Malam itu, disaat langit dipenuhi bintang-bintang yang indah - walau tertutup dengan polusi udara Tangerang. Aku keluar untuk menghirup angin ditemani suara deburan ombak yang lembut, aku duduk di pinggir pembatas batu sambil memandang ombak yang datang lalu menghantam pagar laut. Di tengah pemandangan ini, diriku masih diselimuti oleh kegelisahan dan keraguan untuk berbuat sementara itu di luar sana banyak sekali suara dan harapan untuk dikabulkan. “Udah malem woi, mending tidur..” aku reflek menoleh kebelakang, rupanya suara itu adalah suara bu Shofi. “waduh bu gabisa tidur” kataku sambil memberi isyarat tangan agar Shofi duduk. “Keren loh pak tadi” puji Shofi sambil tertawa kecil. “Duh, bu jangan gitu sekarang jadi saya yang bingung” balasku.

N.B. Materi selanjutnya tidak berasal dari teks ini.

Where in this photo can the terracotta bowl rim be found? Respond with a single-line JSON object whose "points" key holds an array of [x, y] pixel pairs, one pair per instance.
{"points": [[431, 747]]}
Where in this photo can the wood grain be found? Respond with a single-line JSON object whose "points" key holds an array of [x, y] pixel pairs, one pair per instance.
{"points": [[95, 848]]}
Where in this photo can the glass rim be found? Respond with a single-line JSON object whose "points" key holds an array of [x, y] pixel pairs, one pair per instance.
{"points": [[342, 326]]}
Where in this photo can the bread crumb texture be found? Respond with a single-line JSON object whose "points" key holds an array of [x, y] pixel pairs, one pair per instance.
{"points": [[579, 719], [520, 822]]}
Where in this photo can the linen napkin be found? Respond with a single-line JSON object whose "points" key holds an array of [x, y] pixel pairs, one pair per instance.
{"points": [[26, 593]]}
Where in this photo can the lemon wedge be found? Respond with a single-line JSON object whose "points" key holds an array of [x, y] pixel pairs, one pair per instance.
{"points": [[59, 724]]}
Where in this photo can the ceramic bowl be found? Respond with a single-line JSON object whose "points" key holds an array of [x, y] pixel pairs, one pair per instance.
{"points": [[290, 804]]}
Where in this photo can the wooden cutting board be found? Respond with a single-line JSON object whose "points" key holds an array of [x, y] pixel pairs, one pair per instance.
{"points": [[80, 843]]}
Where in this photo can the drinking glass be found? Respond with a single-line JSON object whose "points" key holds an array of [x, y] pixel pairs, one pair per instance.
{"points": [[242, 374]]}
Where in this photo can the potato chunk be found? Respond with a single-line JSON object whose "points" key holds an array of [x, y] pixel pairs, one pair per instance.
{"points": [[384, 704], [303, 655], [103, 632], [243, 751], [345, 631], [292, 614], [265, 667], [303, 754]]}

“Memangnya kenapa, kan kita datang memang untuk membantu mereka”
“Saya ragu kalau saya tidak memenuhi ekspektasi para warga, takut kalau kasus ini semakin melebar dan ditangani dengan baik”
“Pak, niat pak Dibyo untuk membantu itu saja sudah bagus loh, berarti nanti tinggal usahanya saja. Kalau itu mah gampang, kita kan selalu bersama-sama. Bisa kok…nanti aku bantuin lah…” nada bicaranya yang lembut dan meyakinkan membuat hatiku semakin yakin serta menghapus segala keraguanku untuk menyelesaikan masalah ini. Tak lama setelah itu, kami berdua menyelesaikan apa yang perlu diselesaikan terutama mengenai masalah ini.
Sabtu, Januari 2025
Kami berkumpul ditempat ini lagi, sekarang kami sedang mengadakan syukuran dan doa bersama nelayan-nelayan. Semua warga menyunggingkan senyuman secerah matahari yang menyinari di pagi ini. Harapan yang selama ini terpendam di dalam dasar samudra terangkat melintasi batasan bahkan pagar laut tersebut. Kami melayangkan doa ke langit, berharap kejadian-kejadian yang seharusnya tidak terjadi, tidak terjadi dan juga untuk mengungkapkan rasa syukur karena kami bisa melewati tantangan ini bersama-sama. Wajah Bapak kembali cerah, dirinya bisa kembali ke kehidupan nelayan nya. Aku menatap satu per satu wajah berseri mereka, wajah Bapak, rekan-rekan kerjaku, sahabatku, bu Shofi dan tentunya muka para nelayan dan warga lainnya yang ikut bersukacita. Hingga akhirnya pandanganku ke arah lautan dengan deburan ombak yang menenangkan serta pemandangan TNI AL yang sedang membongkar pagar bambu itu, aku pun tersenyum bangga.